Cultural competence — behaviors and attitudes that promote communication and trust among cultures — is also important. Notably, culturally competent providers understand the skepticism and preconceptions some have regarding healthcare. For example, some older African American men grew up distrusting physicians, which is understandable in light of medical research abuses like the Tuskegee study
. These patients may benefit from a careful explanation of the reasons for post-discharge testing and follow-up, plus reassurance that their providers truly care about their well being.
What Hospitals Can Do
The number one way that hospitals can begin addressing health disparities is to hire a diverse workforce and one that reflects the communities they serve.
At minimum, the medical and nursing staffs should reflect some of the racial, ethnic, and linguistic diversity of their patients. Given the choice, patients prefer providers
who relate to their culture and tend to report greater satisfaction with such providers. The trust and credibility such an arrangement engenders can add a lot of value to patient care.
Whenever possible, hospitals should hire from the communities they serve.

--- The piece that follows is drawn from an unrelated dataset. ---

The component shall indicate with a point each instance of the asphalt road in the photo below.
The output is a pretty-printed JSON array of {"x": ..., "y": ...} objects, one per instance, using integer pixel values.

Providers who drive in from the suburbs (or fly from another state) probably won't have a nuanced understanding of local resources and barriers to care. By contrast, an RN from a nearby neighborhood knows where people go for care, what resources are available, and which organizations patients trust.
Another step hospitals can take is to partner with local organizations that embody the community's diversity. This could come in the form of formal care networks and vendor relationships. Some hospitals join community initiatives
aimed at addressing disparities and improving healthcare access. Such partnerships build trust and goodwill while expanding the picture of what great patient care looks like.
Diversity Is an Asset
The benefits of nurturing a diverse, culturally competent workforce were recently driven home to us at CEP America when we were asked to staff the ED at Howard University Hospital (HUH) in Washington, D.C.
HUH was founded in 1862 as the Freedman's Hospital, which provided refuge to ex-slaves. A few years later, it partnered with the Howard University College of Medicine to train African American healthcare professionals. Today, HUH is the only teaching hospital in the nation located on the campus of a historically black university.
So why did HUH choose CEP America, a physician group headquartered on the opposite coast? First, our message was articulated by Pascal Crosley
, who is not only an expert in ED operations but more importantly an established physician leader with a longstanding reputation in this community. As a CEP America Vice President, he represents the diversity that is present throughout all levels of our organization, from the bedside physician to the C-suite
and board of directors
The HUH leadership also noted our long history of treating diverse communities in Chicago, Los Angeles, and Atlanta and the improved outcomes that we consistently deliver for these patients.
Lastly, CEP America has shown great consistency in bringing together a diverse workforce that represents the local communities of the hospitals we serve. CEP already had a positive reputation among D.C.'s physicians. HUH's leadership believed this would help to attract the best and brightest local doctors of the community back to serve at the hospital.
We're thrilled to be partnering with HUH and other likeminded organizations. Such opportunities are made possible because CEP America decided (some years back) to actively embrace diversity. We do this not to be politically correct, but because we believe it's the most effective way to deliver quality patient care.
CEP America is uniquely structured to actively improve outcomes and performance by addressing health disparities. When we combine our experience and understanding, the beneficiaries are our partner hospitals and the communities they serve. There is no more noble cause than that.